肺腺がん治療に新たな道筋! 国立がん研究センターが革新的な解析手法を開発
肺腺がん患者の約3割で有効な治療法が見つかっていない
肺腺がんは、肺がんの中でもっとも多く見られるタイプのがんで、近年患者数も増加傾向にあります。しかし、EGFRやKRASなどの遺伝子変異が原因となる「ドライバー遺伝子陽性」の肺腺がんに対しては、分子標的治療(抗がん剤)という有効な治療法が存在します。
一方、肺腺がん患者の約3割は、これらのドライバー遺伝子変異が見つからず、分子標的治療を受けることができません。このような患者さんにとって、新たな治療法の開発が急務となっています。

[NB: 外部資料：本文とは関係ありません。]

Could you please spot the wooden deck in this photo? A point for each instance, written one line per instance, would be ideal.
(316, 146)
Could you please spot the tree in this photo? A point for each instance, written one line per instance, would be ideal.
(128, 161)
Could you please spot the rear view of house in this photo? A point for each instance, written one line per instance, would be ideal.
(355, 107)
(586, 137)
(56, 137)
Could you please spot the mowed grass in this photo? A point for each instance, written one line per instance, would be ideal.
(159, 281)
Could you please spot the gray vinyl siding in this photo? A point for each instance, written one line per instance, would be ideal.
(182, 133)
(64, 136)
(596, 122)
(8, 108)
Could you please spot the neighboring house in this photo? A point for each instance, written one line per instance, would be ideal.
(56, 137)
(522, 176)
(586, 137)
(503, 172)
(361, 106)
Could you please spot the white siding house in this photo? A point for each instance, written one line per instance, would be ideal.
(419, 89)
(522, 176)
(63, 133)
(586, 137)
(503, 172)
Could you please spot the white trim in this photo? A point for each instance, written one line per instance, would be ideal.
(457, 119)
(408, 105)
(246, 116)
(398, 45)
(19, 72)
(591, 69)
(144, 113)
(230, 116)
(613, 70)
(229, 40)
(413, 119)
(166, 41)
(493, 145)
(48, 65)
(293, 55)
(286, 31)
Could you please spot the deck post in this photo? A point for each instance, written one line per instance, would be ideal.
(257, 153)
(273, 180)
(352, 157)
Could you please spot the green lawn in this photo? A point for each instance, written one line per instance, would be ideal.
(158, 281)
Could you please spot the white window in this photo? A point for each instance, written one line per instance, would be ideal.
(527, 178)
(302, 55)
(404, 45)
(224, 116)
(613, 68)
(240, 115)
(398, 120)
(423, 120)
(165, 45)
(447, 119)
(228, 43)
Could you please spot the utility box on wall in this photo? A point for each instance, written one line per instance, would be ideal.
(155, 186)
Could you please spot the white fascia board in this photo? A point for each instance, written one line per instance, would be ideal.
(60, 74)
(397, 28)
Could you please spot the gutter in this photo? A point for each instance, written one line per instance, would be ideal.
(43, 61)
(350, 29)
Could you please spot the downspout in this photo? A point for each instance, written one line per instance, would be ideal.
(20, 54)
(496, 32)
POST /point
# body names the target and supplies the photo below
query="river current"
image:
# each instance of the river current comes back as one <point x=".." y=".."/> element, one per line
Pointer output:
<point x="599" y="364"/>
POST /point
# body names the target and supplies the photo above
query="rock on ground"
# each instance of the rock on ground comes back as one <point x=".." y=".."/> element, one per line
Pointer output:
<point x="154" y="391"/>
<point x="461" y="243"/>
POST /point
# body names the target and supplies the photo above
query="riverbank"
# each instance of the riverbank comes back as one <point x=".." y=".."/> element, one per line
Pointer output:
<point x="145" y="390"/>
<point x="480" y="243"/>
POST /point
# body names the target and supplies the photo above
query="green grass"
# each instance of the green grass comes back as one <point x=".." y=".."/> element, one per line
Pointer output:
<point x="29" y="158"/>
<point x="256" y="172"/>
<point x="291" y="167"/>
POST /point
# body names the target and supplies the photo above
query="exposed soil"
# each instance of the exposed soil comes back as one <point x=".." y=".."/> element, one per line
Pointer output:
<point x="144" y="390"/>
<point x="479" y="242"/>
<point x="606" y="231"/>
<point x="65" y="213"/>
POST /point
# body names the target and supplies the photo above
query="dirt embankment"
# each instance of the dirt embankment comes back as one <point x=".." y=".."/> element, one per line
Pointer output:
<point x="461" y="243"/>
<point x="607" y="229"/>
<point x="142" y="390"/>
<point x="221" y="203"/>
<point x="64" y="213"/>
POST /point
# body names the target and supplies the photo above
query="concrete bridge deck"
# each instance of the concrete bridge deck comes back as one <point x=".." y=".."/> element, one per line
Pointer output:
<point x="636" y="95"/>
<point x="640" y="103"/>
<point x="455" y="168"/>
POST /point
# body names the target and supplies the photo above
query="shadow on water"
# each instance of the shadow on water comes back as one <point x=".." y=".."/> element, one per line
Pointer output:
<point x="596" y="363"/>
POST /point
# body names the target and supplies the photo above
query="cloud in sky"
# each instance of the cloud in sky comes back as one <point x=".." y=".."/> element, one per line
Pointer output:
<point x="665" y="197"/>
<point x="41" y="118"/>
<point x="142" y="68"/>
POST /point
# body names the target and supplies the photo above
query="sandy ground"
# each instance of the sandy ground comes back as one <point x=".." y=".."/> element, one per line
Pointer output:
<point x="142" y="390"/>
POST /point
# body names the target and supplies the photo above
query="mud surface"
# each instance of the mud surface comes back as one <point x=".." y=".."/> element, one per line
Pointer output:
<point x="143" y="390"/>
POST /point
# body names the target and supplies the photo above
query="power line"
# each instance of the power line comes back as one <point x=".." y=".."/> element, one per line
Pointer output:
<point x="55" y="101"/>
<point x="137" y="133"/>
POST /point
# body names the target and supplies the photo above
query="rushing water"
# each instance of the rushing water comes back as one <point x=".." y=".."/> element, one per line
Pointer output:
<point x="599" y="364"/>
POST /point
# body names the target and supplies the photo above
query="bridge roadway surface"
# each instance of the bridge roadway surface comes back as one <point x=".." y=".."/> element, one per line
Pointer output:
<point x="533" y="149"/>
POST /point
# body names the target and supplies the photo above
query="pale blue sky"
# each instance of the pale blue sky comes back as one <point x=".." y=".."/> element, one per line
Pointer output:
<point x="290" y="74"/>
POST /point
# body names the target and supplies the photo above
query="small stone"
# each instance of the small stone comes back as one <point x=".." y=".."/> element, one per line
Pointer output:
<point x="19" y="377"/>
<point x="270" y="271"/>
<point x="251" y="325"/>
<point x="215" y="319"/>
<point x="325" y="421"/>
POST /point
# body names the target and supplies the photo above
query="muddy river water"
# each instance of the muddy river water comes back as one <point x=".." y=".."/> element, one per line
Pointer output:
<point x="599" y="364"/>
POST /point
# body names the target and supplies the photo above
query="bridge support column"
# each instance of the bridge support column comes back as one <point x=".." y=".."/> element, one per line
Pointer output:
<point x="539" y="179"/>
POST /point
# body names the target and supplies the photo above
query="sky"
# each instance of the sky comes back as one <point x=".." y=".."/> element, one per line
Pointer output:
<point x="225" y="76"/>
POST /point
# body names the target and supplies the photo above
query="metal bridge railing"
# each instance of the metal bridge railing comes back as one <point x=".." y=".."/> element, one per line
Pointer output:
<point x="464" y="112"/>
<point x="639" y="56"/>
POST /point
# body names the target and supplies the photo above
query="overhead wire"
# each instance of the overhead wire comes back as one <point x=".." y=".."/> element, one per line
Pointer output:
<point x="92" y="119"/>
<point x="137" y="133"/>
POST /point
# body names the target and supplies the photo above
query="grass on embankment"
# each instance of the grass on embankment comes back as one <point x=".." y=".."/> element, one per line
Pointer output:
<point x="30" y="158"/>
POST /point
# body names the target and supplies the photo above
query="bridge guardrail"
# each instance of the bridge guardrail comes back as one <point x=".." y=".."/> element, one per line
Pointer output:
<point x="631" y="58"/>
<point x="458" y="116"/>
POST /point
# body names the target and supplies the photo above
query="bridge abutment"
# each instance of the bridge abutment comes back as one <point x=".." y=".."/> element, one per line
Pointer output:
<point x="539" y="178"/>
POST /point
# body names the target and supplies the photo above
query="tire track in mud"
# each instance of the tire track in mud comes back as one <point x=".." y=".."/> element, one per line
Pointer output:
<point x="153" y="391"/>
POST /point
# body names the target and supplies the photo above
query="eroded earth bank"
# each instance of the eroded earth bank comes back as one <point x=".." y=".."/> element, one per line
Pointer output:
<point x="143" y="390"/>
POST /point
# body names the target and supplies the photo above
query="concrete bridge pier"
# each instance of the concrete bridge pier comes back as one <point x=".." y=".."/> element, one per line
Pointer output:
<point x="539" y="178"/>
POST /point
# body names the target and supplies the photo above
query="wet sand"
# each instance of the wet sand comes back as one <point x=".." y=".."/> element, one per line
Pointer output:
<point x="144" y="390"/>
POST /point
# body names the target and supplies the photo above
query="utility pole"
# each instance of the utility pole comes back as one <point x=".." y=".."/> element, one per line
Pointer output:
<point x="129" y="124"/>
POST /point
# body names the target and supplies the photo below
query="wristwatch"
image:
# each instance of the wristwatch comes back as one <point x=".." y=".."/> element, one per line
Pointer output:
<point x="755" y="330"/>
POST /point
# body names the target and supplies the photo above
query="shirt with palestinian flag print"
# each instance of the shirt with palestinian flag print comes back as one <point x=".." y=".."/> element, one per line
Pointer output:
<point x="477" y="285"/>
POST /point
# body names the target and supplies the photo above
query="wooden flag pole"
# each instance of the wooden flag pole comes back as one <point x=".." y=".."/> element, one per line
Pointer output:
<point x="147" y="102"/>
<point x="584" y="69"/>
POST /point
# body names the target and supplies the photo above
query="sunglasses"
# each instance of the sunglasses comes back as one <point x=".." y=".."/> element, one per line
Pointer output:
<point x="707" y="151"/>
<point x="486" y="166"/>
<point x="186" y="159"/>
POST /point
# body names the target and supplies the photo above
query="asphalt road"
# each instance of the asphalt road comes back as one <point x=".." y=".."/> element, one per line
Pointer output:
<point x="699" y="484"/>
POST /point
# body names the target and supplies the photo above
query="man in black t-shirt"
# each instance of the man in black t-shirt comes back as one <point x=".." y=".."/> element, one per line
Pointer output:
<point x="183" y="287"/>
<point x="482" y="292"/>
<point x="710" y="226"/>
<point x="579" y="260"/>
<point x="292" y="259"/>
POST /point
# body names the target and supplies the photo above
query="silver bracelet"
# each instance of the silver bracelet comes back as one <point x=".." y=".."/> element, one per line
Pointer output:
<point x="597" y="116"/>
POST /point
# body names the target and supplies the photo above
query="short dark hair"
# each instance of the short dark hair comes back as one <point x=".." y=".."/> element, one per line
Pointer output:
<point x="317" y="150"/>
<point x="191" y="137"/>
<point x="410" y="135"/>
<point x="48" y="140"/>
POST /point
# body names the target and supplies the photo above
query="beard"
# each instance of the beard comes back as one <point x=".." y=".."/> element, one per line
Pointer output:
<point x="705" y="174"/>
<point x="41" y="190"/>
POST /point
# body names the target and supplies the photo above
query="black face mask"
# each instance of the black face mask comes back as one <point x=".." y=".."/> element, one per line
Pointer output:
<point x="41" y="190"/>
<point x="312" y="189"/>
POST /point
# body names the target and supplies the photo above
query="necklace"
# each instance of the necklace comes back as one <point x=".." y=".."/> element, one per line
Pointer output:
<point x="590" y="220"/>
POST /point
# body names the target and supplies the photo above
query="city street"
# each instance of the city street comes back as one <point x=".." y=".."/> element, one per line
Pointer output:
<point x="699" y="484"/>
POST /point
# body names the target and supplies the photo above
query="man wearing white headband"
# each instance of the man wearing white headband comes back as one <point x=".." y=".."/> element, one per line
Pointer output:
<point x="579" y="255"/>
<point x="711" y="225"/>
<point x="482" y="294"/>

そこで今回期待できると言われている方法を下記でお伝えしています。
国立がん研究センターが開発した革新的な解析手法
国立がん研究センターは、この課題解決に向けて、全ゲノムシークエンスを用いた新たな解析手法を開発しました。この手法は、従来の解析方法では見逃されていた遺伝子異常を発見することが可能で、ドライバー遺伝子陰性肺腺がんの新たな治療標的の発見に繋がるものと期待されています。
研究のポイント
- スーパーエンハンサーとゲノム構造異常に着目:従来の解析方法では捉えることが難しかった、遺伝子発現を強く促進する「スーパーエンハンサー」と、染色体の構造異常である「ゲノム構造異常」に着目しました。
- ロボティクス技術を活用した大規模解析を実現:ヒューマノイドロボットを用いることで、再現性が高く効率的な大規模な解析を実現しました。
研究成果
- ドライバー遺伝子陰性肺腺がんの約40%でスーパーエンハンサーとゲノム構造異常が共存していることが判明しました。
- HER2やEGFRなどの既知のがん遺伝子に加え、FRS2、CAV2、FGF3、FGF4、FGF19などの遺伝子が、肺がんの原因遺伝子として機能する可能性が示唆されました。
- 特定の遺伝子群が肺腺がんの進行や治療応答に影響を与えることが示唆されました。
今後の展望
今回の研究成果は、ドライバー遺伝子陰性肺腺がんの新たな治療標的の発見に繋がるだけでなく、肺腺がんの診断や予後予測の精度向上にも貢献することが期待されます。
国立がん研究センターは、今後もこの研究をさらに発展させ、肺腺がん患者さんの治療法の更なる進歩を目指していきます。
今後さらにデータが収集され、利用されていくと全ての肺腺がん患者の治療方法が見つかってくるのかもしれません。
海外の技術だけでなく、日本の技術にも期待です。